Em uma edição tradicional do Oscar, um filme como este seria declarado como favorito ao prêmio principal desde que sua pré-produção fosse anunciada. Afinal, trata-se de uma cinebiografia sobre um dos compositores mais importantes dos EUA, Bob Dylan, protagonizada por um dos astros mais populares do momento em Hollywood e guiada por um diretor industrial.
"Um Completo Desconhecido" tem a fórmula de um clássico "filme de shopping", principalmente por conseguir ser tão simpático, mesmo tendo como protagonista a figura de alguém tão mal-humorado e arisco. Tem narrativa de ascensão, romances e, claro, muita música, surpreendendo quem imaginava que "Wicked" e "Emilia Pérez" eram os únicos musicais indicados ao Oscar de "Melhor Filme" neste ano.
Há poucas cenas em que Timothée Chalamet não esteja com um violão debaixo do braço, cantando ou escrevendo, repetição constante no roteiro que afasta rapidamente quem não tem apreço pelo trabalho do cantor, mas aproxima quem já é fã ou tem o mínimo interesse em compreender as razões da sua personalidade áspera. O que fez Robert Allen Zimmerman se tornar Bob Dylan? O que ele realmente pensava sobre o mundo? São perguntas, porém, que esse filme não busca responder.
Nos anos 1960, a trama apresenta sua trajetória de um completo desconhecido - como canta em "Like a Rolling Stone" -, até um momento catártico da sua fama quando confronta a música folk com a temida guitarra elétrica no Festival de Newport em 1965. Com um grau curioso de certeza, Dylan já aparece em tela construído, convicto de quem ele é ou se tornará, artisticamente.
Chalamet faz um trabalho respeitável, dando sua própria voz ao mítico personagem, e convivendo bem com a caricatura inevitável. Não é nada sublime, mas pelo menos não parece uma mímica míope tão comum às reconstruções históricas, como fez Rami Malek e ganhou até um Oscar em 2019 pelo seu Freddie Mercury de "Bohemian Rhapsody". No último domingo, 23, tornou-se o ator mais jovem a vencer o prêmio máximo do SAG, sindicato dos atores dos EUA, desbancando o favorito Adrien Brody.
Há uma sinceridade comovente na sua abordagem que dá um realismo mais distante da imitação aos momentos emblemáticos - dos mais simples, como quando canta "Song to Woody" para o próprio Woody Guthrie num escuro quarto de hospital, aos mais elétricos, como na cena em que ensina "The Times They Are A-Changin" para uma plateia que àquela altura já era fã da sua música.

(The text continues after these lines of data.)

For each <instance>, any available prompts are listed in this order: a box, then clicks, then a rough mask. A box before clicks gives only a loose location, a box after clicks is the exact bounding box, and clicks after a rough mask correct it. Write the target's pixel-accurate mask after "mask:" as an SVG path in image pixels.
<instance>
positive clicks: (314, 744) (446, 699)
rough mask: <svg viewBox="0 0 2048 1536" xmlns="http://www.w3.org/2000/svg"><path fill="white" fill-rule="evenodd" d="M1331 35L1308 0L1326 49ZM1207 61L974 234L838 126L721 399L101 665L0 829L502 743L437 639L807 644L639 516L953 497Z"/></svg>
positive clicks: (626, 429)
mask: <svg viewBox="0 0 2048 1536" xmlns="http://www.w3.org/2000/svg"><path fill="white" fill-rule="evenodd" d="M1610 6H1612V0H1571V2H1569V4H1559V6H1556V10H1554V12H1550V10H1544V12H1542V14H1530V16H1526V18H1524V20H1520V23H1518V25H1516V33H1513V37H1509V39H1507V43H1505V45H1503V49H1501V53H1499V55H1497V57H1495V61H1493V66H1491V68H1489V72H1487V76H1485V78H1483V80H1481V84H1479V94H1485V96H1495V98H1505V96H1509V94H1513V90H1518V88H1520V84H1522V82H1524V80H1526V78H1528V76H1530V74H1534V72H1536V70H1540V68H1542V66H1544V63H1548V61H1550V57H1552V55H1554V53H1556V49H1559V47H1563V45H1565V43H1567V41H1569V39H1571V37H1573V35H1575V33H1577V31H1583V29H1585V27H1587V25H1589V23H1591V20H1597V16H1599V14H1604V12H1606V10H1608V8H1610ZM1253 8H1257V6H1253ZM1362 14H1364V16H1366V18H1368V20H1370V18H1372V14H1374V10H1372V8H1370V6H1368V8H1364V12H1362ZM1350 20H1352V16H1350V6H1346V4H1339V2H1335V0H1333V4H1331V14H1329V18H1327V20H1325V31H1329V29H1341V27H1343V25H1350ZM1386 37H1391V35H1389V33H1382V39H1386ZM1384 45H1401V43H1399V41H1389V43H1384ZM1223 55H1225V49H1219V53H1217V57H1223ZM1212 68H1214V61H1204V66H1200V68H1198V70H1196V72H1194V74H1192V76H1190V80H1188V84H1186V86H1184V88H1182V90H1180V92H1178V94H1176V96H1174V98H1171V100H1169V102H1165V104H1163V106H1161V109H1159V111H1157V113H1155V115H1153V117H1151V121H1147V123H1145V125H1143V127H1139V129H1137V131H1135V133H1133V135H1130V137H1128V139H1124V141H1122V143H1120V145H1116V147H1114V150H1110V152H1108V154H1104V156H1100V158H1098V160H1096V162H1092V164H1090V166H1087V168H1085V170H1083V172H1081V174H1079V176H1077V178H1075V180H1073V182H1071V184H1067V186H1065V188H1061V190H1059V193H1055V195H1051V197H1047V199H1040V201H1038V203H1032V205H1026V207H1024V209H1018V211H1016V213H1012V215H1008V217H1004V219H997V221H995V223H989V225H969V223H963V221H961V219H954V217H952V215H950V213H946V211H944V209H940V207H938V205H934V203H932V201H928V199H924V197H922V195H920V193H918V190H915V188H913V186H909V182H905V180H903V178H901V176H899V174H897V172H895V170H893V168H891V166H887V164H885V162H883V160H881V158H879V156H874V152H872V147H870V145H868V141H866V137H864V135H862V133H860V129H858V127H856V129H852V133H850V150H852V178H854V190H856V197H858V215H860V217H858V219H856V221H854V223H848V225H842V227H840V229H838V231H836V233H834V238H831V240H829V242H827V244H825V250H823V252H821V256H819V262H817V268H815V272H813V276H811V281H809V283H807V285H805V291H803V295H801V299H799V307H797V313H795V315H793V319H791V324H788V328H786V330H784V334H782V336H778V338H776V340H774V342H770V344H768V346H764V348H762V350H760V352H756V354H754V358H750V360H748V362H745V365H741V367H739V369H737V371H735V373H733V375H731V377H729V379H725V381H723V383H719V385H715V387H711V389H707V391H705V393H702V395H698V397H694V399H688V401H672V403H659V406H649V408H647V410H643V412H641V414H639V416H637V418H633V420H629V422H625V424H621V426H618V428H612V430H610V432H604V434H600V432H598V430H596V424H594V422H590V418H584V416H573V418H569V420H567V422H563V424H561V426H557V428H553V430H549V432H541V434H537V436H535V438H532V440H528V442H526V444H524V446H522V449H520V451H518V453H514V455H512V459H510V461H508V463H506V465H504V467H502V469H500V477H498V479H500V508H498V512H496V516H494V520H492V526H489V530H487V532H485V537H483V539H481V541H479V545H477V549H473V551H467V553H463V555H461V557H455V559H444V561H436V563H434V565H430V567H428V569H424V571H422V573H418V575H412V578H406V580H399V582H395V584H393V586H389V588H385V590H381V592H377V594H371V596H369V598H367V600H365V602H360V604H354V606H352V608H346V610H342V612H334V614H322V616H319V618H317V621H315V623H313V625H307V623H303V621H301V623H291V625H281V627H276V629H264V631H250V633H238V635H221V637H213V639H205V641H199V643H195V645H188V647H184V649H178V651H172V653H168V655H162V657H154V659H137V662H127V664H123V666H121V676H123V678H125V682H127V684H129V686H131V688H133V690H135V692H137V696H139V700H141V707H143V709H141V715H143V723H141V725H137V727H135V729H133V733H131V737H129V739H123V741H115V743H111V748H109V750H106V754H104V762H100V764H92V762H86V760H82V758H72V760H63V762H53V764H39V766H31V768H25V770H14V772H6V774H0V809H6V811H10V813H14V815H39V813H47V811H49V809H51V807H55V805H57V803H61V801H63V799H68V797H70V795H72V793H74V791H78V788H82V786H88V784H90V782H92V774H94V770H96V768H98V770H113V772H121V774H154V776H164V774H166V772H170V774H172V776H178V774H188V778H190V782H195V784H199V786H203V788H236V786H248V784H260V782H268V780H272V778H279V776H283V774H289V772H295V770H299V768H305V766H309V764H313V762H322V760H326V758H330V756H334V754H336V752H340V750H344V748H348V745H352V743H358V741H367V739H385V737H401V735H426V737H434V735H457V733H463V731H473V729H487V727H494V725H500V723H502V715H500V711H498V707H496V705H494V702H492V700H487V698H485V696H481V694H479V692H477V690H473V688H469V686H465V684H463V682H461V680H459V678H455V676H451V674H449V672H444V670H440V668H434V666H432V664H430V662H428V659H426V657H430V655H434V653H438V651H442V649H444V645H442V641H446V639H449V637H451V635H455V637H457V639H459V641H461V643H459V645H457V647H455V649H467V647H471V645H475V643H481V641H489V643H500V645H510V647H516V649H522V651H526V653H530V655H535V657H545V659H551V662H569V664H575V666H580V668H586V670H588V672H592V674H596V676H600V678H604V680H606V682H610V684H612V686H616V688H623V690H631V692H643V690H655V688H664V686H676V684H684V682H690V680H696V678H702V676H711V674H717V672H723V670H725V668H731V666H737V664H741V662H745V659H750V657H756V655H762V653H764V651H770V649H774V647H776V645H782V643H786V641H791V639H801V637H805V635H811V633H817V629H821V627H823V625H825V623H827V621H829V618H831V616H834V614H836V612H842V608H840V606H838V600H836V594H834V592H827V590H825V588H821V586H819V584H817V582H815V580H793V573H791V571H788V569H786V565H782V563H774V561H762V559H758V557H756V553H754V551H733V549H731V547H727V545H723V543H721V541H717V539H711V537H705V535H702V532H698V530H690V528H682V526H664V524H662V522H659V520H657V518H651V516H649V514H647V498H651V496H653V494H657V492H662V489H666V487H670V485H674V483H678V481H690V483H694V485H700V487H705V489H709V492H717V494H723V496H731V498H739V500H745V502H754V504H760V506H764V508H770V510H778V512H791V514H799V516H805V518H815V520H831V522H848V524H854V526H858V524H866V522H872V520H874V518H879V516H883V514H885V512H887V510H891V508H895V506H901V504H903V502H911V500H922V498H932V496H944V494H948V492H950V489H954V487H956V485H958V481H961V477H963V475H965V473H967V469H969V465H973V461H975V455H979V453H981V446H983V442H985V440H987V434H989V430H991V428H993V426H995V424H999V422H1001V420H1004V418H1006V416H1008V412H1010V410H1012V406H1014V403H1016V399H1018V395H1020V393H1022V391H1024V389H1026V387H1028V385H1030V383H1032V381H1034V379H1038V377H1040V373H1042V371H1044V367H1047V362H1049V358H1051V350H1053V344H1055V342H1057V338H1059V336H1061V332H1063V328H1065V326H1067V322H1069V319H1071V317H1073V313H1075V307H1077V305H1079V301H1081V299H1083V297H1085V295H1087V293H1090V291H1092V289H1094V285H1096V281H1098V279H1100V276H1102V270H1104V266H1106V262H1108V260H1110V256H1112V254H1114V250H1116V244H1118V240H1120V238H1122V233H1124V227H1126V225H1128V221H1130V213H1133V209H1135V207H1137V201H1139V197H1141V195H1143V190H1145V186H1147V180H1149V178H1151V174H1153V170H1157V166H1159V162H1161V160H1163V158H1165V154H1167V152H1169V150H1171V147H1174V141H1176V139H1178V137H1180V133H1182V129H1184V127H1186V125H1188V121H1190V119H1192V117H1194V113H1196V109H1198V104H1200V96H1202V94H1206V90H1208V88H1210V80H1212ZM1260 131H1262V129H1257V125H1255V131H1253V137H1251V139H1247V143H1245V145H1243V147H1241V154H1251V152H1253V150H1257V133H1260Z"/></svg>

Mesmo criando narrativas com outros músicos, como Pete Seeger, Joan Baez e Johnny Cash, tudo o que realmente interessa a "Um Completo Desconhecido" é a centralidade de Bob Dylan como alguém que muda a música americana meio que "por acaso" ou por consequências alheias ao
seu mundo.
Distante da ideia de "moldar a indústria" com manifestos ou estratégias, o Dylan de Chalamet e James Mangold transforma o mundo porque existe. Essa pureza pode assustar quem esperava uma interpretação mais crua, mas é na medida certa para agradar o grande público - afinal, esse não é o verdadeiro propósito de se fazer um filme caro sobre um grande ídolo? O longa vem liderando as bilheterias neste mês entre os filmes indicados ao Oscar de "Melhor Filme", seguido do sucesso estrondoso de "Ainda Estou Aqui".